A substantial cache of weapons has been removed from an Italian arms depot – and the Italian government won’t say where they are. Citing state secrecy orders, Ministry of Defense officials in Rome are refusing to respond to investigators’ requests for clarifications on the whereabouts and method of transport of these arms.
The weapons were from a consignment that included 30,000 Kalashnikov AK-47 automatic rifles, 32m rounds of ammunition, 5,000 Katyusha rockets, 400 Fagot wire-guided anti-tank missiles and some 11,000 other anti-tank weapons.
They were transferred from a store on the island of Santo Stefano, off the north coast of Sardinia, and transported to the mainland where they were loaded onto army trucks, a source familiar with the operation told the Guardian. But what happened to them after that is a mystery – and now a secret.
The arms were said to have been moved about a month after Silvio Berlusconi radically shifted his stance on Libya. Firmly allied to Colonel Muammar Gaddafi until the outbreak of hostilities, he was initially reluctant to do more than provide base facilities for France and Britain.
But on 26 April, after a telephone conversation with Barack Obama, he announced that Italian planes would join the air strikes on Libya in an attempt to break the deadlock on the ground.
While inconclusive, if Italy did supply these arms to the Libyan rebels in late May, it would join France in the legal gray area between civilian protection and the arms embargo. The US and others have argued that UN Resolution 1973, which authorized international action to protect civilians in mid-March, permits arms transfers to the rebels. Other governments have rejected that interpretation and condemned France’s air drop of small arms to the rebels as directly contravening Resolution 1970, which enacted an arms embargo against Libya in February. While it’s unlikely there will be any short-term ramifications for France or Italy, it raises questions about Italy’s motives and its reliability as a partner in the Libya operations. It shouldn’t be too much to ask for the MoD to confirm or deny whether these arms are now in Libyan hands.
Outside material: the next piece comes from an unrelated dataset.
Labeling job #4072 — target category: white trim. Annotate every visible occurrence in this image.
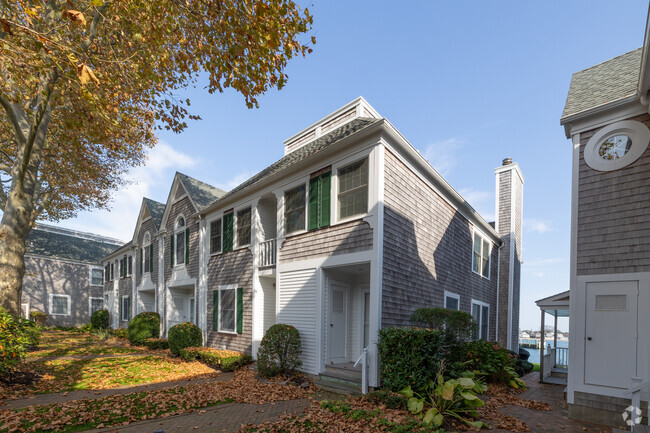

The story of how these weapons came to Italy is also noteworthy. Initially seized in 1994 by Italian warships acting on British intelligence, the Russian-made arms were captured on their way to Croatia during the Balkan wars. While eight people were eventually brought to trial on arms trafficking charges, all were acquitted. An Italian judge ruled that the weapons were to be destroyed; instead, the Italian government kept them in storage.
The history of these weapons and their possible transfer to Libya highlight the need for an Arms Trade Treaty (ATT) as well as one of the primary challenges negotiators must overcome. Ideally, an ATT would prevent the transfers of arms to states or conflicts with high potential for human rights violations and would impose penalties on states that violate it. The details are still being hashed out at the UN, but arms are fungible and, especially in the case of the AK-47, have a longer lifespan than most modern conflicts. There is a strong incentive for states to keep and potentially resell weapons; an ATT with teeth could provide a disincentive and, should states violate their treaty obligations, impose penalties. However, negotiators must first solve the problem of enforcement and verification. Without a way to verify whether states are meeting their obligations, the ATT will be little more than a nice idea.